On New Year’s Day, at two o’clock, museum director Ridder Dijkshoorn announces the winners of the Chess Game Design Competition 2018. As always, he knows how to make it an exciting occasion and he doesn´t announce the first prize winner until the very last moment: “This year there was a bit of a lagging peloton, two sprinters going in for the kill and a clear leader.” Of course Ridder starts with the peloton…

The tail end

Sixth place goes to Alex Brouwer. He managed to collect 70 votes with his ‘Organic’ game. The wooden chess pieces come in very ornate and imaginative shapes. It is a little difficult to see what the chess pieces represent though, making it more of a game to put on display than to play with.

Zyon Kollen finishes in fifth place with his ‘Rainbow Chess’. The creator of this colourful game was unable to (clearly) convey its message: the pink side has two queens and the rainbow side has two kings. The statement of this gay chess game has unfortunately escaped the attention of many visitors. Zyon got 72 votes.

The last rider of the peloton is Gaëlle van den Dool. She takes fourth place with her ‘Drips Chess’ chess game. She received 77 of the votes for her colourful and chunky-shaped creation.

The sprinters

Ahead of the peloton, there are two sprinters: The ´Stained Glass´ chess set by Frans Mellink, and ´Close and Hostile Examination VII´ by Bob Roes. Both chess games received 107 votes. During a round of voting among the attendees, Bob Roes´ chess game doesn´t receive any extra votes and ends in third place.

The ´Stained Glass´ chess set wins the sprint and receives second prize. Both the chess pieces and the chessboard are made of red and green glass. The frame of the board is made of lead, the board itself has a red and green chequered surface, and the chess pieces are made of twisted lead, decorated with red or green glass. A true work of art and a justified runner-up.

First to cross the finish line

The final sprint has, at the same time, revealed the winner of the race: the leader in the Chess Game Design Competition is Jan de Visser with his ´STYLish´ chess game. Over a quarter of the visitors, as many as 162, rewarded this game in the style of The Style with their votes. This makes Jan de Visser the undisputed winner and he is handed the first prize of €1000,- by Ridder.

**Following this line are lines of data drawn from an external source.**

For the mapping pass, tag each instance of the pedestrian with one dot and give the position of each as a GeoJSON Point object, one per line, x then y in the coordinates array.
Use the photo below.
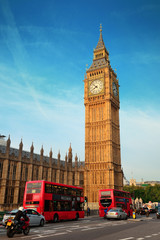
{"type": "Point", "coordinates": [88, 211]}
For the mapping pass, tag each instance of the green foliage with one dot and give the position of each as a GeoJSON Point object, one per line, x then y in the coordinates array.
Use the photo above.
{"type": "Point", "coordinates": [147, 193]}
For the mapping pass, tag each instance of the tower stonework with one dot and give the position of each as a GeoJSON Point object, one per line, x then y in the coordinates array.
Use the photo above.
{"type": "Point", "coordinates": [102, 130]}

This is the third time that Jan de Visser enters the competition. After conquering a fourth place twice, he is now very satisfied to have come in first. It took him months of work to finish his wooden chess game. De Visser, a native of the city of Leiden, was inspired by the celebration of the Style Year in 2017. The art movement The Style made its first appearance 100 years earlier, in Leiden. “I love Mondriaan and Rietveld and I have incorporated this love in my chess game. Everything about the pieces is symmetrical and the squares on the chessboard are tiny Mondriaans”, says De Visser proudly.

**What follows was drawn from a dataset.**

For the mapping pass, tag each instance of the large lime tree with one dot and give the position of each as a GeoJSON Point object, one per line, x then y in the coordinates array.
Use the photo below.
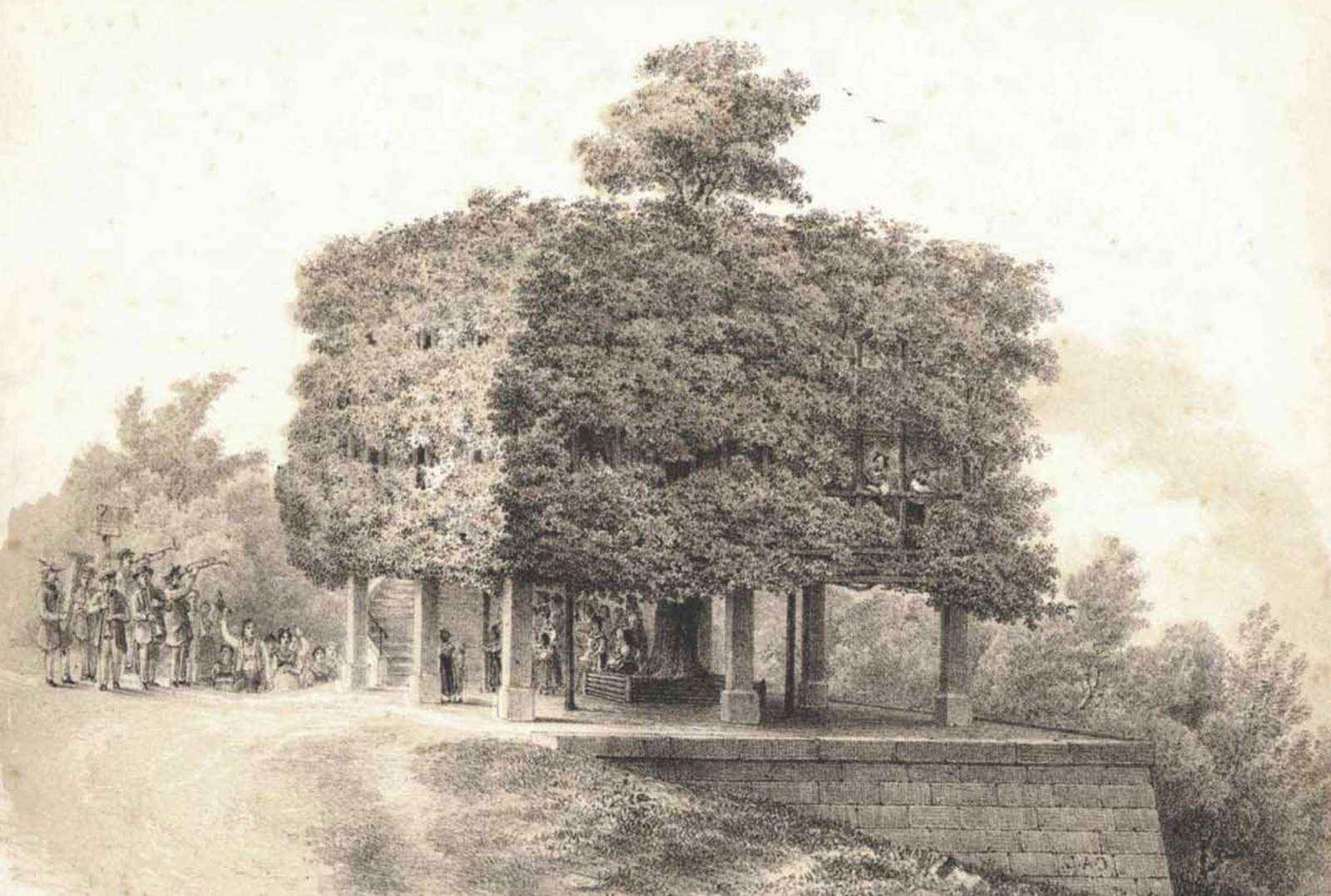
{"type": "Point", "coordinates": [392, 456]}
{"type": "Point", "coordinates": [666, 390]}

The result is worth all the hours of hard work. Not only according to the designer, but also according to the visitors who cast their vote. A visitor from France was so impressed with the game that he wanted to buy it from the museum. That was impossible, of course, because it was part of the competition. “Ridder put me in touch with this visitor. In the end I made him an exact copy of my design, which is now in France!” says De Visser. We can´t wait to see his creation for the next competition.